#34.1
La guerre renvoie chacun à un devoir d'ordre supérieur: l'homme au front pour défendre sa patrie, mais aussi son foyer, la femme aux champs ou à l'usine, et l'enfant à son pupitre se préparant à prendre la relève. Les enfants ne furent, ne purent être insensibles, comme l'ensemble de la société, aux discours qui expliquaient, justifiaient et allaient jusqu'à idéaliser la guerre en présentant l'ennemi comme l'incarnation du mal et de la barbarie. Les jeux, les jouets, la littérature et la presse enfantines ne furent pas en reste et s’adaptèrent au nouveau contexte de guerre. Les jeux de l’oie furent mis au goût du jour et rebaptisés « jeu de la victoire » ou « jeu du pas de l’oie des Boches », tandis que les catalogues proposaient de nouveaux jouets : chars, canons, panoplies permettant de se glisser dans la peau d'un fier combattant. On offrit aux jeunes enfants des soldats de plomb , des livres, des abécédaires ou des albums de coloriage évoquant sans équivoque la guerre.

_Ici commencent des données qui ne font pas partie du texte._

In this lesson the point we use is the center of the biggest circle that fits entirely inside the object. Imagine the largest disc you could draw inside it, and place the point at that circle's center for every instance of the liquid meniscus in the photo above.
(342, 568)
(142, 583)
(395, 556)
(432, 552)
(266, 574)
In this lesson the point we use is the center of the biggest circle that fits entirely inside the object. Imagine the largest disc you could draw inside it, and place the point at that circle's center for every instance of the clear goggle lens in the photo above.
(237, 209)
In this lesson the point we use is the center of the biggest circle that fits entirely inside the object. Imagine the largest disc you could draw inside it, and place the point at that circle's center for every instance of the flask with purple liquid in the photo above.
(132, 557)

Avec l’allongement de la guerre, les blessés, les prisonniers livrant leur expérience de la guerre, les morts dont on ne puvait accepter la nécessité du sacrifice, la prise de conscience de la symétrie des situations des soldats de part et d'autre, d'autres expressions, plus authentiques, vinrent tempérer les excès de la propagande.
On connait cette réponse pleine de bon de sens et d'humanité d'un poilu à son fils lui demandant de lui ramener un casque d'Allemand. « Imagine », lui écrit-il, « qu'un jeune allemand fasse la même demande à son père et que celui-ci lui rapporte mon casque car j'aurai été tué au combat ! »
Heureusement les enfants même séparés de leur père restent des enfants et les militaires même séparés de leurs enfants restent des "papas". Et quand les uns rencontrent les autres, ils se retrouvent eux-mêmes, oubliant pour un moment, la guerre.
Il en était vraisemblablement ainsi lors de cette journée de concours sportifs organisés par des Écossais de la Black Watch (la garde noire) à Bailleul. Le photographe a saisi le moment précis où le premier de la course coupe la ligne d'arrivée.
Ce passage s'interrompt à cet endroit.